Leisure facilities at the hotel include an indoor swimming pool, gym, and relaxation areas available to residents. In 2019, the property expanded with the opening of Cottonmill Spa, a purpose-built three story wellness facility offering treatment rooms, pools and terrace loungers for hotel guests. The spa also incorporates The Club at Cottonmill, an exclusive area that provides access to additional amenities. Cottonmill Spa and The Club at Cottonmill are two distinct areas within the wider spa operation. Cottonmill Spa provides access to swimming and vitality pools, a gym, heat experiences and a terrace area. The Club at Cottonmill provides access to the Cottonmill facilities together with additional relaxation and outdoor facilities, including spa gardens, a hydrotherapy pool, hot tubs, a Whisper Room and a Deep Relaxation Room. Access to The Club is restricted to members and certain hotel and spa guests. Guests staying in selected suites, including the Mews Suites, receive access to The Club at Cottonmill, while separate Cottonmill and Club memberships are available.

The hotel continues to operate under the ownership and management of the Bejerano family.

==Awards==

Sopwell House has received a number of industry awards and distinctions:

- 2015: Condé Nast Johansens Award for Excellence – Best for Meetings.
- 2019: Prestigious Star Awards – Best Conference Venue.
- 2020: Preferred Hotels & Resorts GIFTTS Pineapple Award – Philanthropy.
- 2021: Condé Nast Johansens Award for Excellence – Best Destination Spa
- 2021: Boutique Hotelier Awards – Best Boutique Spa, for Cottonmill Spa
- 2022: Good Spa Guide Award – Best Spa in the East Midlands & East.
- 2023: Condé Nast Johansens Award for Excellence – Best Dining Experience (UK & Ireland), for Omboo.
- 2023: Condé Nast Johansens Award for Excellence – Best Spa Treatment Menu.
- 2023: Hitched Wedding Awards – Best Wedding Venue.
- 2024: Inspiring Herts Awards – Family Business of the Year.
- 2024: Inspiring Herts Awards – Business of the Year: Medium to Large.
- 2025: Condé Nast Johansens Award for Excellence – Best Recently Renovated Hotel (UK).
- 2025: Condé Nast Johansens Award for Excellence – Best Weekend Spa (UK).
- 2026: Condé Nast Johansens Award for Excellence – Best Spa Experience (UK).

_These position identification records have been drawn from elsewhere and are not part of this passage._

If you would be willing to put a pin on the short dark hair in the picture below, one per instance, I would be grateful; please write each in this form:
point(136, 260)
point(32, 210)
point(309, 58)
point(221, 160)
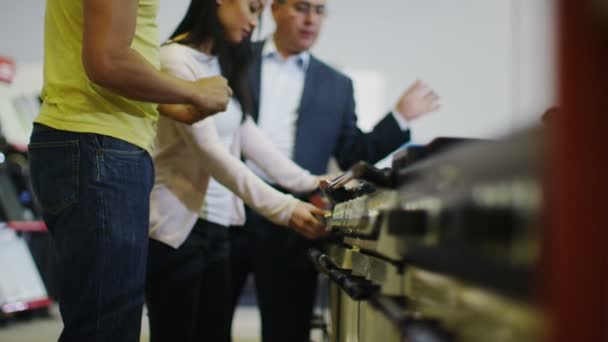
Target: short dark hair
point(200, 24)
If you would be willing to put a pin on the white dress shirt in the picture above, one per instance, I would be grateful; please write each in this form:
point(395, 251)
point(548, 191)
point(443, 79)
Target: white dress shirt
point(282, 84)
point(187, 156)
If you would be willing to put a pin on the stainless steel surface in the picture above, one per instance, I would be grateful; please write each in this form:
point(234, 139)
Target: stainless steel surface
point(444, 249)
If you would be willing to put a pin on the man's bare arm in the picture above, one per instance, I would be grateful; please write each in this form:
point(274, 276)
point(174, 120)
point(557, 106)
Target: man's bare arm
point(109, 61)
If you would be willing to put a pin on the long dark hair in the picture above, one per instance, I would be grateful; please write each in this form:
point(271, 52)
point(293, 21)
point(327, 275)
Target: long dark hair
point(201, 24)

==Meeting rooms and capacities==

Sopwell House is used as a venue for meetings, private events, and weddings. The hotel features a dedicated meeting and conference suite with a private entrance, designed to accommodate corporate events and business meetings. It offers 15 meeting rooms with 19 possible configurations across two floors. Several ground-floor rooms have been refurbished and provide direct access to private terrace areas and the hotel gardens.

The hotel also offers outdoor spaces suitable for meetings, events, and team-building activities, including a walled garden that runs around the perimeter of the grounds and can be used for activities or temporary structures such as marquees.

The largest function space, the St Albans Suite, has a maximum capacity of approximately 700 delegates or 250 guests for a seated dinner and dance event. Day delegate packages and tailored dining options are available on request.